The utility noted: “Each of the LLCs is developing a solar photovoltaic generating facility to be located within the Company’s North Carolina service territory (collectively, the ‘Facilities’). The Facilities range in nameplate capacity from 12.00 MW to 19.99 MW. Each of the LLCs has self-certified its respective facility with the Federal Energy Regulatory Commission (‘FERC’) as a qualifying facility (‘QF’) pursuant to FERC’s regulations implementing the Public Utility Regulatory Policies Act (‘PURPA’).
“Each of the LLCs wishes to enter into a separate power purchase agreement (‘PPA’) with the Company for all of the energy and capacity of its respective facility at the Company’s avoided costs pursuant to PURPA. As noted in the Petition, negotiations between the Petitioners and the Company for the PPA began on or around February 26, 2015. The Company has and will continue to engage in free, open and good faith negotiations with Petitioners for a PPA that is consistent with the requirements of PURPA and this Commission’s orders and policies implementing PURPA.
“The Company has offered Petitioners a PPA that would apply to each of the Facilities, with the only difference from one facility’s PPA to another being the name of the relevant LLC and specific facility information including location and capacity. The issues in controversy identified in the Petition concern certain of the terms and conditions contained in that PPA. Specifically, the issues are: (1) whether the Company can include a ‘Regulatory Disallowance Provision’ in the PPA and, if so, whether that provision must be the same regulatory disallowance provision that was included in PPAs previously negotiated between the Company and Ecoplexus that involved separate Ecoplexus affiliates not party to this proceeding; (2) whether the Company must provide a 15-year term for the PPA; and (3) whether the Company must offer the LLCs involved in this proceeding a levelized rate provision that was previously negotiated for the abovementioned PPAs involving separate Ecoplexus affiliates.

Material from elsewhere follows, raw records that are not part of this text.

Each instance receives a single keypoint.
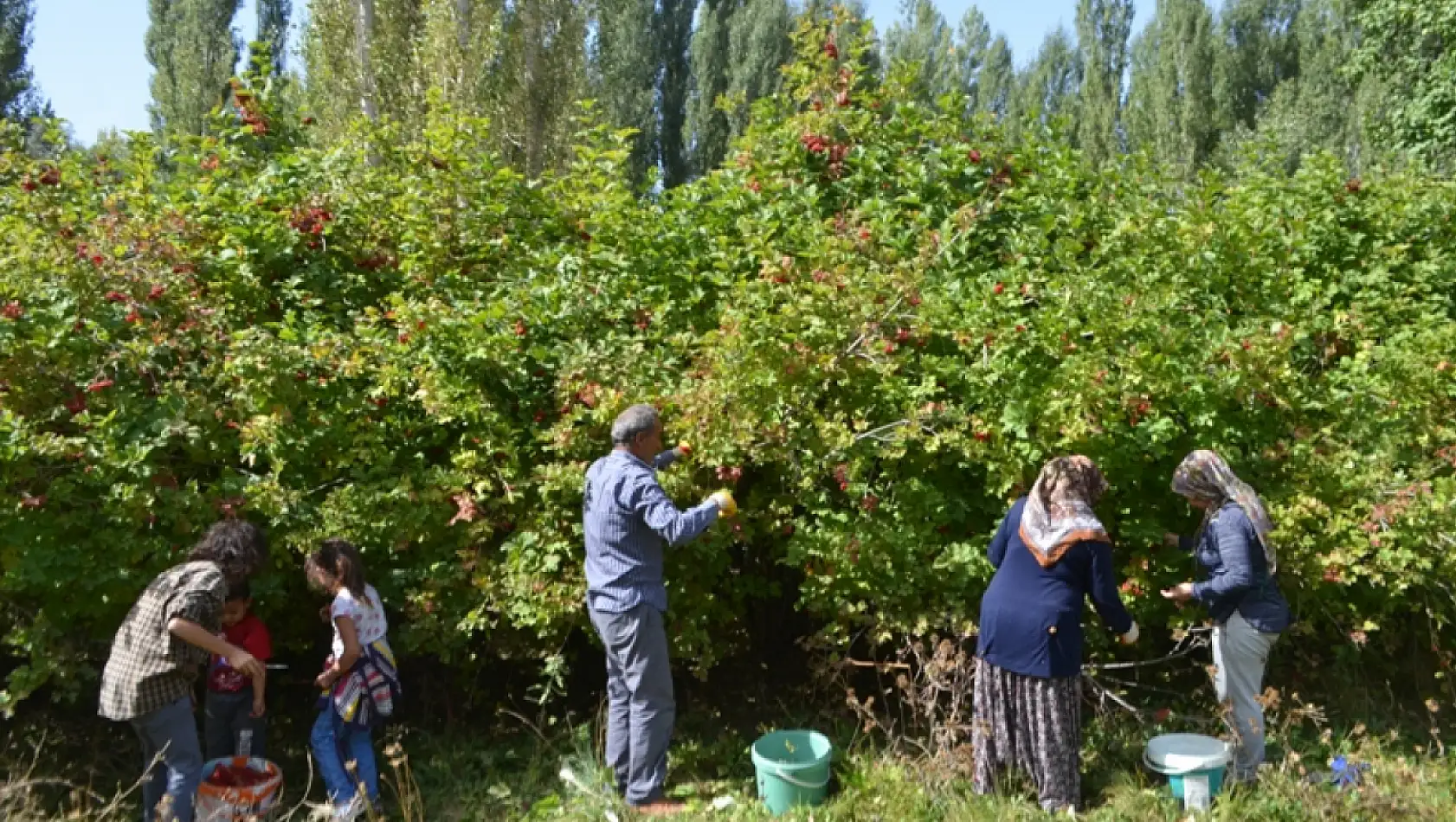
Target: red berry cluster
(311, 220)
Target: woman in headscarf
(1240, 591)
(1050, 553)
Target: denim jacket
(1238, 575)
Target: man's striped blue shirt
(627, 517)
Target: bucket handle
(796, 783)
(1168, 771)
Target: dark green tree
(924, 40)
(273, 29)
(1171, 111)
(1103, 31)
(18, 95)
(194, 53)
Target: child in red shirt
(235, 703)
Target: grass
(506, 767)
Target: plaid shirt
(627, 517)
(151, 668)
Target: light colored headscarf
(1203, 474)
(1059, 508)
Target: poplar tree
(1103, 31)
(192, 50)
(1171, 109)
(924, 40)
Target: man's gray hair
(634, 422)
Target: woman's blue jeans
(337, 744)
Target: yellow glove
(725, 502)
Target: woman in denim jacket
(1240, 591)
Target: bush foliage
(874, 322)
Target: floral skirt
(1033, 725)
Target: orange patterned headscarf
(1059, 510)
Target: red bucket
(238, 789)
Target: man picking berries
(627, 518)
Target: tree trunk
(364, 36)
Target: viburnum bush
(874, 324)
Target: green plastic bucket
(792, 768)
(1193, 764)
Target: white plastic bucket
(1193, 764)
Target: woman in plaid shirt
(166, 639)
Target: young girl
(360, 681)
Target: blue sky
(89, 60)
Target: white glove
(725, 502)
(1131, 638)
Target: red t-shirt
(248, 634)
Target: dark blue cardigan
(1031, 616)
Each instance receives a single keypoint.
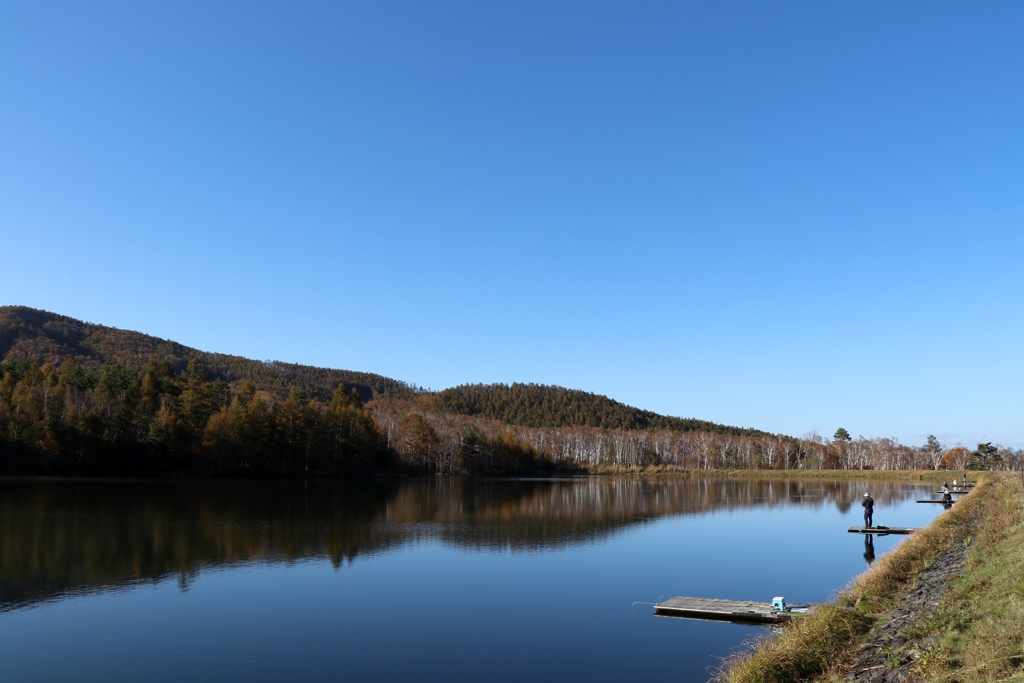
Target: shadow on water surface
(60, 537)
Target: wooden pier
(881, 530)
(725, 610)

“[I]t is the Company’s position that: (1) DNCP is entitled and has been expressly authorized by the Commission to include a Regulatory Disallowance Provision in the PPA, and that the Regulatory Disallowance Provision proposed by the Company equitably allocates the risks and burdens between the Company and its shareholders on the one hand and the LLCs on the other hand; (2) nothing in PURPA or this Commission’s decisions requires that the Company offer a 15-year PPA term to the LLCs; and (3) nothing in PURPA or this Commission’s decisions require the Company to offer the LLCs a levelized rate provision.”
The projects at issue here are:
- Fresh Air Energy XXV, Vaughn’s Creek project, 19.99 MW;
- Fresh Air Energy XXXIII, Grandy project, 19.99 MW;
- Fresh Air Energy XIX, American Legion project, 16.5 MW;
- Fresh Air Energy XXXV, Turkey Creek project, 13.5 MW; and
- Fresh Air Energy XXXVII, Pleasant Hill project, 12 MW.
Said the Feb. 4 complaint: “Ecoplexus and its affiliates have previously successfully negotiated and entered into three PPAs with DNCP. Those PPAs were the subject of an arbitration proceeding before the Commission in N.C.U.C. Docket No. E-22, Sub 510, which was initiated by petition on July 3, 2014 and which concluded with the execution of the PPAs on or around February 18, 2015 (the ‘2015 PPA’). Thus, Petitioners initiated the PPA negotiation process for the five QFs that are the subject of this Petition only several days after the execution of the 2015 PPA, under the assumption that the PPA tendered by DNCP for the Facilities would involve the same or substantially similar terms and conditions as the previously negotiated 2015 PPA.”